RN/83
17.31
Bundesrat Sebastian Stark, BA MSc (ÖVP, Niederösterreich): Hohes Präsidium! Sehr geehrter Herr Bundeskanzler! Werte Kolleginnen und Kollegen! Liebe Zuseherinnen und Zuseher! Das wird jetzt länger.
Zuerst einmal zur Anfrage selbst: Lebensmittel sind im Antragstext ein wiederkehrendes Thema im Kontext mit der Inflation, und das auch zu Recht, deswegen muss aber nicht gleich die ganze Anfrage selbst wie Kraut und Rüben aufgesetzt sein.
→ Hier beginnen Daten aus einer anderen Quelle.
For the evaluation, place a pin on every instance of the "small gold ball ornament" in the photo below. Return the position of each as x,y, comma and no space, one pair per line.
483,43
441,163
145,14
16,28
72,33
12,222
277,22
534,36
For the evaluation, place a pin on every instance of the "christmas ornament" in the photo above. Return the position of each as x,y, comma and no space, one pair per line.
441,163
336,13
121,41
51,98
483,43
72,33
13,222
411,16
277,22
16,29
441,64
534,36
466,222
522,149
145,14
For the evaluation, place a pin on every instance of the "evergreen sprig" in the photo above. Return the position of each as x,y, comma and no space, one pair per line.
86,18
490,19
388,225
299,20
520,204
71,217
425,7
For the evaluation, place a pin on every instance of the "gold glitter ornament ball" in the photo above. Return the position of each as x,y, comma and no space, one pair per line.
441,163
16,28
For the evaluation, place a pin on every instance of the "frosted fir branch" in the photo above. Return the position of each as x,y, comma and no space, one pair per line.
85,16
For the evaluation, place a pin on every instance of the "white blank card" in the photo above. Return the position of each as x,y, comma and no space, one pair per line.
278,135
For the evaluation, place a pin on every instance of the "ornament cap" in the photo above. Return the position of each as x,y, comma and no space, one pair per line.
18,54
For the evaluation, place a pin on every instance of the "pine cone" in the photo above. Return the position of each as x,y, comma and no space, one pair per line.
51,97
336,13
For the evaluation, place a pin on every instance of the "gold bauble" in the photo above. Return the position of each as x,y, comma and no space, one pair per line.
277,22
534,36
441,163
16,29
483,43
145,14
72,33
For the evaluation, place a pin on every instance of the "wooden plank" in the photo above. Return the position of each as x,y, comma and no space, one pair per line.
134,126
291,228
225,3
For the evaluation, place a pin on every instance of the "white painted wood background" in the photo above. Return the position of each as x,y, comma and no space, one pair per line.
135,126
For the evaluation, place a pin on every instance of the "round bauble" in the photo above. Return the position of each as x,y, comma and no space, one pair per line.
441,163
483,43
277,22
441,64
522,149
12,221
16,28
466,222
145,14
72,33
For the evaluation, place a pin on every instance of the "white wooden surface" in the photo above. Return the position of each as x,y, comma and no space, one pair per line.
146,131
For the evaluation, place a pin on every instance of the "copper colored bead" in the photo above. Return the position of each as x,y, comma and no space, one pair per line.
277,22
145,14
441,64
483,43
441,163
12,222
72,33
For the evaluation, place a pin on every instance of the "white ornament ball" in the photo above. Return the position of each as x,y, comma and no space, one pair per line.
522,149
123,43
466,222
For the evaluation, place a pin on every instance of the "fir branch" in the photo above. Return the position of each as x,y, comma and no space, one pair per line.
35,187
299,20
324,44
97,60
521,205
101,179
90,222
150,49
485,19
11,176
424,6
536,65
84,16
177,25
Ich zitiere: „In der Schweiz ist die Inflationsrate im Mai sogar auf - 0,1 Prozent gesunken. Davon kann Österreich nur träumen.“ – Dazu: Negative Inflation nennt man eigentlich Deflation, und von der träume ich nicht. Warum? – Bereits 1933 hat Irving Fisher im Buch „The Debt-Deflation Theory of Great Depressions“ argumentiert, dass das historische Ereignis der großen Depression durch Auswirkungen der Deflation verursacht wurde; eine sogenannte Deflationsspirale. Deflation führt zu geringem Nominaleinkommen, die nominalen Schulden in Betrieben, privat als auch im Staat inklusive Zinsen bleiben aber gleich. Es entsteht eine höhere Schuldenlast, es folgen Rückhaltungen von Investitionen bis zu Konkursen von Unternehmen – fragen Sie in Japan nach: eine volkswirtschaftliche Feldstudie, wenn man so will –; ein wichtiger Grund, wieso das Inflationsziel der EZB bei 2 Prozent und nicht bei null liegt. Ich halte in diesem Zusammenhang fest, dass wir in Österreich um 1,5 bis 2 Prozent über diesem Inflationsziel liegen – nicht mehr und nicht weniger.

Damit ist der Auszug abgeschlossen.